Wisakedjak was disheartened by this, as he felt if otter and beaver couldn’t succeed, certainly muskrat wouldn’t either, but Wisakedjak knew muskrat must try, as he was the last hope. He explained to muskrat, “You are brave, strong and quick.” He promised to make the muskrat many roots for which to eat and rushes so the muskrat could make his home with them.


He told muskrat, otter and beaver were foolish, as they had gotten lost in the water. He urged muskrat to dive straight down in order to find the flooded ground.  Muskrat dove down the first time only to come up empty handed. He made a second attempt. He stayed under water for a long time. When he returned Wisakedjak sniffed the front paws of the muskrat. He could smell the scent of the dirt.


Muskrat was urged to dive again, as Wisakedjak promised to give him a wife even he was able to bring back a small piece of earth. The muskrat dove straight down again, trying to go as far down as he could go. Muskrat was underwater so long, the others at the surface began to believe he had drowned. Then bubbles rose from the water. Wisakedjak reached down and pulled muskrat from the water. The poor creature was almost dead, but he was clutching a piece of the earth close to him.

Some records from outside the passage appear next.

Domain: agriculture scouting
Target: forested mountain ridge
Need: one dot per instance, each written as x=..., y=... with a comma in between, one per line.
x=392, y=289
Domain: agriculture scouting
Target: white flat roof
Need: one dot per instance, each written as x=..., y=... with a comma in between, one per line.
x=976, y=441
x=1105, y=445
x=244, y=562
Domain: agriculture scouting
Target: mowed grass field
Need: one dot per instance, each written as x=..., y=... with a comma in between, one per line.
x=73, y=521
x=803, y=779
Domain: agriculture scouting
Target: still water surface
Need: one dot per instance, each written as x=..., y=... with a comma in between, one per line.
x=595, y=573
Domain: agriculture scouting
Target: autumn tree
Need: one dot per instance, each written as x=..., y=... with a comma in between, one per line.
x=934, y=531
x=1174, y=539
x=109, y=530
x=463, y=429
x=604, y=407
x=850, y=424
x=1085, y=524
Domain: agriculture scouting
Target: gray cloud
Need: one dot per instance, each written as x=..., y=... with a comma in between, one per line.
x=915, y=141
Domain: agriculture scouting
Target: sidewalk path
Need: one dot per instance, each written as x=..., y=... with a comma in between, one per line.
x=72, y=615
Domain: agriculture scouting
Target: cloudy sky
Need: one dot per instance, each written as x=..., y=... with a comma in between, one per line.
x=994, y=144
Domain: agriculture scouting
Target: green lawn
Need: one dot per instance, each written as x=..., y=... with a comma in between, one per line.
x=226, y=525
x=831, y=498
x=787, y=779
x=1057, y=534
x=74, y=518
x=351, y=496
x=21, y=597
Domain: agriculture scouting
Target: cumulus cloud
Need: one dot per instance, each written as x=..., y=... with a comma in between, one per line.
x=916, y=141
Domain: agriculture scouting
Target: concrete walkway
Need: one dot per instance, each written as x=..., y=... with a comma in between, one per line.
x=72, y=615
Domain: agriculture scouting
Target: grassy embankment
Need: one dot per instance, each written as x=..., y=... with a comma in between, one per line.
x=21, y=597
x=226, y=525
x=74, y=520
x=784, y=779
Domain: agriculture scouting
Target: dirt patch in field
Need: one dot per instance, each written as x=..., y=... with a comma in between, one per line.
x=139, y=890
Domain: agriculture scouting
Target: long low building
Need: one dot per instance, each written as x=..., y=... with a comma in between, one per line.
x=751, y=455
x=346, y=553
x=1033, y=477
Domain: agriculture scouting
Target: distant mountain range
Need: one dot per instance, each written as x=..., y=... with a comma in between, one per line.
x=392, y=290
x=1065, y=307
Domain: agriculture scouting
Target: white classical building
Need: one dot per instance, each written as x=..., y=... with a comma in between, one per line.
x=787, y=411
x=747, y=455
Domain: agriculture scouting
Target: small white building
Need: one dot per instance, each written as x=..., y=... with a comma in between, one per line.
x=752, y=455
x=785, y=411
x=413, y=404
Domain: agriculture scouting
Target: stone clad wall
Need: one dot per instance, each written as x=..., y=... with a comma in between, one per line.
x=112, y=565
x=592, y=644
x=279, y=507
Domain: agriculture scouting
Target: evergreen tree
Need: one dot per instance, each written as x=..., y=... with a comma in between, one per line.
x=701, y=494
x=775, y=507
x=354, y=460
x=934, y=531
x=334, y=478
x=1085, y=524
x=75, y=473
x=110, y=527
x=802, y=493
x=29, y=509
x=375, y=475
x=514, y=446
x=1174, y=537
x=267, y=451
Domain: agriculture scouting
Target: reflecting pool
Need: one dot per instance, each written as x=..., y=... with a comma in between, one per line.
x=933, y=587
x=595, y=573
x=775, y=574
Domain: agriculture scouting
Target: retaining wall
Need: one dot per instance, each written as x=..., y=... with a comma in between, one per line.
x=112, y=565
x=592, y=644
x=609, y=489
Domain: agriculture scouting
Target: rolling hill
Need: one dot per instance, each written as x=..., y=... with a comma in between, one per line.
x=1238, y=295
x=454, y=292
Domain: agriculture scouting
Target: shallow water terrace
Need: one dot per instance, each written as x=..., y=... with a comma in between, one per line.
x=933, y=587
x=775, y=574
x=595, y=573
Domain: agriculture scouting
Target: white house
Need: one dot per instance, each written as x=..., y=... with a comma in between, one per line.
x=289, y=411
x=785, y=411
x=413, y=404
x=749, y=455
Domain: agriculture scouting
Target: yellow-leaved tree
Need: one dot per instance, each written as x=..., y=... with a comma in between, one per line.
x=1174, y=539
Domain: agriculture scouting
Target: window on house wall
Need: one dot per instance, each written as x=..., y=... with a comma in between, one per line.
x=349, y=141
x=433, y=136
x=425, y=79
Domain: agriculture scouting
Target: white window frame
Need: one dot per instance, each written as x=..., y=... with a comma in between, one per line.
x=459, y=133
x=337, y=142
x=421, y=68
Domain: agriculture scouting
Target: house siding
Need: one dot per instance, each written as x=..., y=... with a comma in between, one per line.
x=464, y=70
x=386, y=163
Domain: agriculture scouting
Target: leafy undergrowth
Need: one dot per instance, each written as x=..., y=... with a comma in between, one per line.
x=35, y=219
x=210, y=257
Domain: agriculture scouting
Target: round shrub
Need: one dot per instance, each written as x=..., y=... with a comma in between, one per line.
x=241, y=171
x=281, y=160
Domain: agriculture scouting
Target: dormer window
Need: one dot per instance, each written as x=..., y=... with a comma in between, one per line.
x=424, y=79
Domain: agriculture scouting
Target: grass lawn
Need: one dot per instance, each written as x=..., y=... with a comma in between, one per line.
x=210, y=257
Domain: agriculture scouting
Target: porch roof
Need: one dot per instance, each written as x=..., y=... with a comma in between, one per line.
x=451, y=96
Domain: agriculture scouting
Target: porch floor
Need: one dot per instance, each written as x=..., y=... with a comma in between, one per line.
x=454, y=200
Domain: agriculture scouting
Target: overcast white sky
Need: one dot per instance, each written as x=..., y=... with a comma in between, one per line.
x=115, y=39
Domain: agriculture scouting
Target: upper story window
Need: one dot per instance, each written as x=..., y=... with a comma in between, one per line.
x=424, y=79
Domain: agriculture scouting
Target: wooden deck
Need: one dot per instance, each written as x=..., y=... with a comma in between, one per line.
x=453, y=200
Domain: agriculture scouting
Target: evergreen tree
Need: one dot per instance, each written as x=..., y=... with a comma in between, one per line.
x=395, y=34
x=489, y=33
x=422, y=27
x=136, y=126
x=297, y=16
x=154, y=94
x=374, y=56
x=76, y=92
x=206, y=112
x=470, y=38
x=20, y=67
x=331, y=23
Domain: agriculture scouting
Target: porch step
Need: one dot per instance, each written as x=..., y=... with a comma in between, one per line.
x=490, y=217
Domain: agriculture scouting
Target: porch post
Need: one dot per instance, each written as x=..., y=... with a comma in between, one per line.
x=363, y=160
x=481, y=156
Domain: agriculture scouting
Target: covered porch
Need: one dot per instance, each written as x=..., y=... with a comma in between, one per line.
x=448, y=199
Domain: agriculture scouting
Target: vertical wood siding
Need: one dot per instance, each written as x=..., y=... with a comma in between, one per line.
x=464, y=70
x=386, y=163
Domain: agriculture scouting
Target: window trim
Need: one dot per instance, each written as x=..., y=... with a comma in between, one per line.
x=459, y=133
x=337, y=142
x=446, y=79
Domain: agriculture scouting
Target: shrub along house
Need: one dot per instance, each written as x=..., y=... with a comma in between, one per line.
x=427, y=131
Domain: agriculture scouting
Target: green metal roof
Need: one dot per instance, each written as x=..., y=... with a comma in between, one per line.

Wisakedjak happily seized this small piece of ground and made an island from it where he and the three animals celebrating surviving the flood. Wisakedjak then took a bit of wood and made the trees and a piece of bone where he created the second race of animals.
The Creator then commanded the rivers to take all the salt water back to the sea. He created the rest of mankind and animals. He also took Wisakedjak powers over people and animals and left him only with the ability to flatter and deceive.


Wisakedjak turned to playing much mischief on the animals and this is why the Cree people tell many stories about him in the winter months to amuse themselves.


Several forms of this Creator Story and of the Great Flood Story have been told by different segments of the Algonquian tribes. Wisakedjak is a character in many Cree stories and his name means the “flatterer”.